# Ukrainian Tribute from the Met tonight



## nina foresti (Mar 11, 2014)

Did anyone happen to tune into this beautiful tribute in solidarity to the Ukrainian plight?
Lise Davidsen sounded wonderful in Strauss' 4 Songs over the airwaves but am curious to know what she was like in house.
It was a touching performance and I am grateful to the Met for presenting it.


----------



## Woodduck (Mar 17, 2014)

Wasn't aware of it. Glad they did it. If they'd asked me I'd have sung too (at home, sotto voce and transposing all the high notes down an octave).


----------



## Monsalvat (11 mo ago)

Also heard it over the Internet through the Met's website.
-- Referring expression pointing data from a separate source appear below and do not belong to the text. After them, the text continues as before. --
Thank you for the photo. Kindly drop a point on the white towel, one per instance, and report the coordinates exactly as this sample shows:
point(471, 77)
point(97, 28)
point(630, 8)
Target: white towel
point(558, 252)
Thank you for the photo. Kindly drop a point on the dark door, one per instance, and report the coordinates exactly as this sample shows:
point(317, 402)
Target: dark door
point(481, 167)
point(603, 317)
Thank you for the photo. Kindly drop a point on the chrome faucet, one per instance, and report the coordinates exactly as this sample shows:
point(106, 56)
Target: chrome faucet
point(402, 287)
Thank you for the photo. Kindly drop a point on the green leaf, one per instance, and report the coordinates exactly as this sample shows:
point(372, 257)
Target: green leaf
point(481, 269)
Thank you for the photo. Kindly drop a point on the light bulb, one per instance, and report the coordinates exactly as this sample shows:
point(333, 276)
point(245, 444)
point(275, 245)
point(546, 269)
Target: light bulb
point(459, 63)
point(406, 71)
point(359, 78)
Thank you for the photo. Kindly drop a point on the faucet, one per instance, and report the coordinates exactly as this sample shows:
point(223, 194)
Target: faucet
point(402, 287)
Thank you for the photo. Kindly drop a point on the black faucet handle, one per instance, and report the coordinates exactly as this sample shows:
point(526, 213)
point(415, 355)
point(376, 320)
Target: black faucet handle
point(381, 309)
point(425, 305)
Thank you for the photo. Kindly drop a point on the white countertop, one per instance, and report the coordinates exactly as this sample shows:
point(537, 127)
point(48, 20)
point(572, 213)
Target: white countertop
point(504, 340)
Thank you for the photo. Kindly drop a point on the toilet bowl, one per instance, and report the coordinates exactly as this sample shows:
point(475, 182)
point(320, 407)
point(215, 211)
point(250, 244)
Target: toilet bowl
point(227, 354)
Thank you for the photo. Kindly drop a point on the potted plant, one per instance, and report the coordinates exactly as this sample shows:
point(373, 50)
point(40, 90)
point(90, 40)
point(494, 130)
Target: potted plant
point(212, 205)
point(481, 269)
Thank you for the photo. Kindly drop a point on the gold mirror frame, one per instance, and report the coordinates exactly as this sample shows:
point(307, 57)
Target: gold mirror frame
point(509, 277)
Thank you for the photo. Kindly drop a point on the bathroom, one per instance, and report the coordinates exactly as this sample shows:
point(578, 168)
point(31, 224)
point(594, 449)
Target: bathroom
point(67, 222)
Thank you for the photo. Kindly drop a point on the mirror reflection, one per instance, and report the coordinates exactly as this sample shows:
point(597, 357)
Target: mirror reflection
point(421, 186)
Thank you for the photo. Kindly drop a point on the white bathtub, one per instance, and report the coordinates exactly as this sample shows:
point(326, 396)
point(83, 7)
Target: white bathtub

Refreshing to hear Barber's Adagio for Strings played well without being overdone; it's not a piece I would normally listen to of my own volition but they impressed me. Davidsen sounds a lot different in person from my experience. The general color can be captured pretty well, but when she wants her voice to get "big," it really hits you differently. I sort of wish she would use less vibrato in the _Four Last Songs_ but it's an artistic preference of mine for this particular work, not anything technical. If anyone wants to hear her _Four Last Songs_, she recorded them with Esa-Pekka Salonen and the Philharmonia Orchestra in her debut album on Decca (recorded in 2018, released in 2019). The performance was also apparently broadcast on Ukrainian public radio, which hopefully brought some people there solace or at least solidarity.


----------